Next comes bad news for meat lovers; climate change found its way into the report this year by way of red meat. The federal advisory committee advocated for the next dietary guidelines to take into consideration environmental factors, specifically recommending less red meat and more plant-based foods. The logic behind this is “a dietary pattern that is higher in plant-based foods, such as vegetables, fruits, whole grains, legumes, nuts, and seeds, and lower in animal-based foods is more health promoting and is associated with lesser environmental impact (GHG emissions and energy, land, and water use) than is the current average U.S. diet,” the report stated.
If HHS and USDA adopt these recommendations, it would be the first time environmental factors played a role in guidelines usually designed solely for the purpose of healthy eating and nutrition.

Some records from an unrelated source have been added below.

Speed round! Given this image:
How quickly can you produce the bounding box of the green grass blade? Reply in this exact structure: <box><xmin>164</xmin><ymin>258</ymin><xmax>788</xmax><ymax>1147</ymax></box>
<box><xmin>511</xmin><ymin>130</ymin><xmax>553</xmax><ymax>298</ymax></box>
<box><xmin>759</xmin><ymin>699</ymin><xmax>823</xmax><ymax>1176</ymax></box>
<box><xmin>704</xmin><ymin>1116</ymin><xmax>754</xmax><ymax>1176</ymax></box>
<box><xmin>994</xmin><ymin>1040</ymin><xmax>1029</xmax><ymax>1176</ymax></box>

Unsurprisingly, the meat industry is not happy about the change in recommendations. “The Dietary Guidelines Committee’s charter tasked them with reviewing nutrition science which is the field from which Committee members were selected. The Committee’s foray into the murky waters of sustainability is well beyond its scope and expertise,” said North American Meat Institute President and CEO Barry Carpenter to the Washington Times. “It’s akin to having a dermatologist provide recommendations about cardiac care.”
Meat manufacturers and their supporters on Capitol Hill think the advisory committee strayed too far from its primary task, which is to examine the components of a healthy diet. The report seems to greatly broaden President Obama’s environmental plan, this time going as far as the American kitchen. While climate change may benefit, other consequences are possible. For example, if Americans eat less meat, grain-growing operations could also suffer. Since corn is a large source of feed for cattle farmers, a decrease in demand for meat could also mean a decrease in demand for corn.
Richard Thorpe, a physician and rancher in Winters, Texas, told the Wall Street Journal he was “very disappointed” in the committee’s proposals, as the meat industry has worked to integrate health and environmental concerns into farm practices. “Our industry over the last twenty or thirty years has done nothing but reduce the amount of fat in our animal,” Dr. Thorpe said. “I think these recommendations can hurt some very vital, important industries to the United States in the business of feeding people.”